Annuities offer safety but relatively poor returns, while income drawdown allows full flexibility over income but is a risky strategy in the current market environment.

“The Pre-Budget Report did not help at all the necessary research, design and product innovation that’s being cried out for,” says Nigel Callaghan, pensions analyst at Hargreaves Lansdown.

“We’re only a couple of years away from the introduction of personal accounts which is going to increase the number of people that will at some point be facing the decision of what to do with their pension pot. The two options at the moment are in some ways keeping people stuck between a rock and a hard place.”

Third way annuities have gained massive traction in the US, in part due to tax breaks not currently available in the UK, and are said to account for 80% of the retirement market.

Lincoln, MetLife and the Hartford Group are among the providers to have transported products across the Atlantic, with more firms rumoured to be imminently joining the fray.

Andrew Tully, marketing technical manager at Standard Life, says the government’s decision will not necessarily stop providers from introducing these products to the UK market, but will not allow them the flexibility they could get in other countries.

“We will keep pushing for changes to go ahead so that we can offer them as flexibly as we’d like to,” he says.

“It’s very much a mass market product in America and we believe it could be a mass market product here too.”

Despite the set-back, IFAs agree third way annuities still have a place in future UK retirement provision, although cost is an issue.

Like any new product, third way contracts are expensive and when making use of the guarantees there remains a limit on the income pensioners can withdraw.

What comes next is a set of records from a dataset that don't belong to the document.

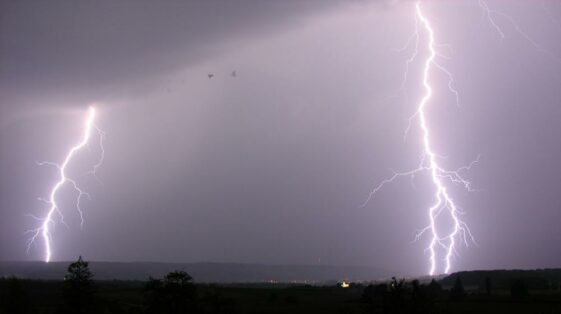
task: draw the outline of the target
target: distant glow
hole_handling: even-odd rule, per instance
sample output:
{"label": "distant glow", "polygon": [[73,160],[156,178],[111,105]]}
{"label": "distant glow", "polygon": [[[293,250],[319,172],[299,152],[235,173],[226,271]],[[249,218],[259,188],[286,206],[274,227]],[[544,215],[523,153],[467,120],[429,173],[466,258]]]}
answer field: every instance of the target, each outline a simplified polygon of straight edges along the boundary
{"label": "distant glow", "polygon": [[54,217],[53,217],[54,214],[55,213],[58,214],[61,222],[63,224],[65,224],[64,216],[63,216],[62,212],[60,211],[60,208],[59,208],[59,206],[56,202],[57,194],[65,184],[68,184],[68,183],[71,184],[71,186],[74,188],[74,190],[76,190],[78,192],[78,196],[76,198],[76,209],[78,210],[78,214],[80,215],[80,226],[82,227],[83,224],[84,224],[84,213],[83,213],[82,208],[80,206],[80,202],[81,202],[83,197],[87,197],[89,199],[90,195],[88,193],[86,193],[85,191],[83,191],[82,189],[80,189],[80,187],[78,186],[77,182],[74,179],[67,176],[66,168],[67,168],[68,164],[72,161],[72,158],[76,155],[76,153],[78,153],[86,145],[88,145],[88,143],[90,141],[90,138],[92,137],[92,132],[94,130],[97,132],[97,134],[99,136],[99,139],[100,139],[99,140],[99,145],[101,147],[101,157],[99,159],[99,162],[94,165],[91,173],[93,173],[95,175],[95,171],[97,170],[97,168],[103,162],[103,157],[104,157],[104,149],[103,149],[104,133],[99,128],[97,128],[95,126],[95,124],[94,124],[95,117],[96,117],[96,110],[93,106],[91,106],[91,107],[88,108],[86,123],[85,123],[85,126],[84,126],[84,133],[82,135],[82,139],[80,140],[80,142],[78,144],[73,146],[68,151],[68,153],[66,154],[66,157],[64,158],[64,161],[61,164],[56,164],[56,163],[52,163],[52,162],[41,162],[41,163],[39,163],[39,165],[54,166],[58,169],[58,173],[59,173],[58,181],[53,185],[53,188],[51,189],[51,193],[49,194],[49,198],[47,200],[44,200],[50,206],[48,211],[47,211],[47,215],[43,218],[34,217],[37,220],[41,221],[41,225],[37,229],[28,231],[30,233],[33,233],[33,236],[28,241],[27,250],[29,251],[31,245],[35,242],[37,237],[42,237],[43,238],[43,243],[44,243],[44,246],[45,246],[45,258],[44,258],[45,262],[49,262],[51,260],[51,256],[52,256],[51,227],[52,227],[52,225],[55,224]]}
{"label": "distant glow", "polygon": [[[429,225],[423,228],[415,237],[415,239],[419,239],[423,234],[428,233],[430,234],[430,243],[426,248],[426,251],[429,253],[429,274],[434,275],[439,271],[437,268],[440,264],[443,264],[443,272],[449,273],[452,267],[452,258],[454,253],[456,252],[456,245],[459,240],[468,245],[468,237],[472,241],[474,241],[471,232],[469,231],[468,226],[459,218],[460,211],[458,206],[455,204],[454,200],[450,196],[447,185],[445,181],[453,184],[460,184],[468,191],[471,191],[471,183],[465,180],[460,172],[463,170],[468,170],[471,168],[473,164],[475,164],[479,157],[473,161],[470,165],[461,167],[457,170],[451,171],[442,168],[438,163],[439,156],[433,151],[431,147],[431,137],[430,137],[430,127],[429,121],[426,114],[427,106],[430,104],[430,100],[433,95],[433,87],[430,81],[430,74],[431,71],[434,69],[440,70],[448,77],[448,90],[455,96],[456,105],[459,104],[459,95],[458,92],[453,88],[454,78],[450,71],[448,71],[444,66],[437,63],[436,57],[440,54],[436,51],[436,44],[434,39],[434,30],[428,20],[428,18],[423,14],[421,10],[421,3],[417,2],[415,4],[415,31],[412,37],[408,40],[408,45],[410,44],[412,39],[415,39],[415,49],[412,56],[407,59],[406,63],[406,70],[404,74],[404,83],[402,84],[402,89],[404,88],[405,81],[407,80],[407,74],[409,71],[410,64],[417,58],[419,55],[419,41],[421,31],[427,36],[427,43],[426,48],[429,51],[428,56],[423,62],[423,75],[422,75],[422,86],[424,88],[424,94],[422,98],[419,100],[417,104],[417,110],[413,116],[409,119],[409,126],[407,127],[407,131],[411,127],[411,122],[414,118],[418,118],[419,127],[422,132],[422,146],[423,146],[423,157],[419,166],[413,170],[405,171],[405,172],[395,172],[393,176],[390,178],[383,180],[378,186],[376,186],[369,194],[366,202],[363,204],[365,206],[370,199],[382,188],[384,185],[393,182],[394,180],[404,177],[404,176],[413,176],[419,172],[428,172],[430,174],[431,182],[434,186],[434,204],[428,208],[428,218],[429,218]],[[438,217],[443,214],[447,213],[450,217],[452,228],[451,231],[443,231],[443,227],[438,222]],[[439,258],[437,255],[437,249],[442,248],[444,251],[444,256]],[[442,271],[440,271],[442,272]]]}
{"label": "distant glow", "polygon": [[341,283],[341,288],[348,288],[348,287],[350,287],[350,286],[351,286],[351,285],[350,285],[348,282],[346,282],[346,281],[343,281],[343,282]]}

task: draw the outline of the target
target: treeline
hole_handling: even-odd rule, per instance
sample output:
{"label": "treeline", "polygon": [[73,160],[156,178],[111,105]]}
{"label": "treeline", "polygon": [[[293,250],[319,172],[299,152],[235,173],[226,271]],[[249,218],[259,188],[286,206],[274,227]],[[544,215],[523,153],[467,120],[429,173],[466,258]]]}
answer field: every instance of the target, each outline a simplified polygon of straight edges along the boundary
{"label": "treeline", "polygon": [[[530,295],[523,279],[513,279],[508,287],[497,289],[490,277],[484,277],[480,289],[466,290],[463,278],[455,274],[440,282],[433,279],[428,284],[421,284],[416,279],[406,282],[394,277],[389,283],[368,285],[363,290],[362,299],[369,304],[371,313],[439,313],[443,304],[474,300],[489,302],[498,295],[504,302],[507,301],[504,299],[505,292],[509,292],[513,301],[525,301]],[[452,280],[449,288],[443,288],[442,282],[450,283]]]}
{"label": "treeline", "polygon": [[534,305],[557,313],[558,275],[559,270],[481,271],[425,283],[392,278],[369,285],[240,288],[195,284],[181,270],[143,282],[94,281],[89,263],[80,257],[62,281],[0,279],[0,314],[466,313],[466,307],[496,310],[497,305],[508,313]]}
{"label": "treeline", "polygon": [[[111,297],[103,297],[103,289],[99,289],[93,280],[89,263],[82,257],[68,266],[62,282],[39,282],[42,291],[40,299],[30,297],[26,289],[27,283],[37,282],[15,277],[0,279],[2,290],[5,290],[0,294],[0,314],[235,314],[231,306],[232,300],[212,291],[199,295],[193,278],[184,271],[170,272],[161,279],[148,278],[142,287],[141,304],[127,304],[126,301],[120,300],[120,296],[126,299],[126,291],[112,289]],[[45,291],[46,289],[51,291]]]}
{"label": "treeline", "polygon": [[452,286],[456,278],[462,278],[470,289],[486,290],[492,288],[507,290],[515,282],[523,282],[528,290],[559,290],[561,288],[561,269],[536,270],[481,270],[454,273],[440,282],[444,286]]}

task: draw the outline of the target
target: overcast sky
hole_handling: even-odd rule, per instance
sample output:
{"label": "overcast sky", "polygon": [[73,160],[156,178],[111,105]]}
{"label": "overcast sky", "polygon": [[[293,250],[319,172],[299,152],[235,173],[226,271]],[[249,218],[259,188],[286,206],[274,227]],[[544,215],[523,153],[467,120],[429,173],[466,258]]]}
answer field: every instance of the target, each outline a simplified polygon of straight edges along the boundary
{"label": "overcast sky", "polygon": [[[453,270],[561,266],[561,3],[427,1],[442,57],[428,110],[435,151],[477,191],[451,187],[477,245]],[[515,22],[514,25],[512,22]],[[370,190],[419,163],[408,118],[427,51],[414,2],[0,1],[0,260],[26,253],[56,169],[96,103],[106,132],[99,183],[53,260],[370,265],[428,269],[426,175]],[[411,47],[410,47],[411,48]],[[231,75],[236,71],[236,76]],[[207,74],[214,74],[211,79]]]}

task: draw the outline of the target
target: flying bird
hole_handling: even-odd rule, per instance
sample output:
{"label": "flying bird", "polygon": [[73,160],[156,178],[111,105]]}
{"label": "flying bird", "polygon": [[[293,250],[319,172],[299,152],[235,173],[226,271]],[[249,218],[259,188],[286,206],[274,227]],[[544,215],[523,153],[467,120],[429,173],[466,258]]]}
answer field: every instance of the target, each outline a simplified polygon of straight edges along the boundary
{"label": "flying bird", "polygon": [[209,74],[208,74],[208,78],[209,78],[209,79],[211,79],[213,76],[214,76],[214,74],[212,74],[212,73],[209,73]]}
{"label": "flying bird", "polygon": [[237,76],[236,70],[232,71],[232,77],[236,77],[236,76]]}

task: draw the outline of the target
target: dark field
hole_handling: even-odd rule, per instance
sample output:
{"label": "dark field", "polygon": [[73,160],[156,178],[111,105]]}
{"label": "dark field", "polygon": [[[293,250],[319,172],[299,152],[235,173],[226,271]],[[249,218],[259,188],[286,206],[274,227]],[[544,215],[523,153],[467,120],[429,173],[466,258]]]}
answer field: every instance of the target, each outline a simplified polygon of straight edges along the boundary
{"label": "dark field", "polygon": [[[398,284],[399,281],[393,283]],[[0,280],[0,313],[67,313],[63,281]],[[147,282],[96,281],[90,310],[83,313],[561,313],[558,287],[528,290],[513,297],[510,289],[480,289],[454,295],[444,287],[434,298],[410,282],[387,290],[379,284],[339,286],[195,284],[194,296],[182,310],[149,310]],[[370,291],[370,292],[369,292]],[[152,301],[151,301],[152,300]],[[75,311],[79,313],[80,311]]]}

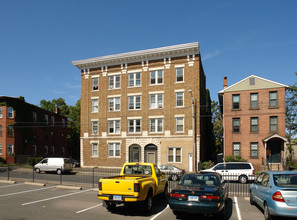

“I’m not sure [the PBR] has killed third way annuities but it has not done their sales prospects any good,” says Nigel Barlow, head of retirement income solutions at Just Retirement.

“They would appeal to cautious investors with fairly large funds and you may see more of those as DB schemes wind up.”

Callaghan adds: “A combination of the high price and the fact that it’s early days in terms of product innovation means the IFA market as a whole is waiting for things to develop and for the products to become a little leaner and meaner.”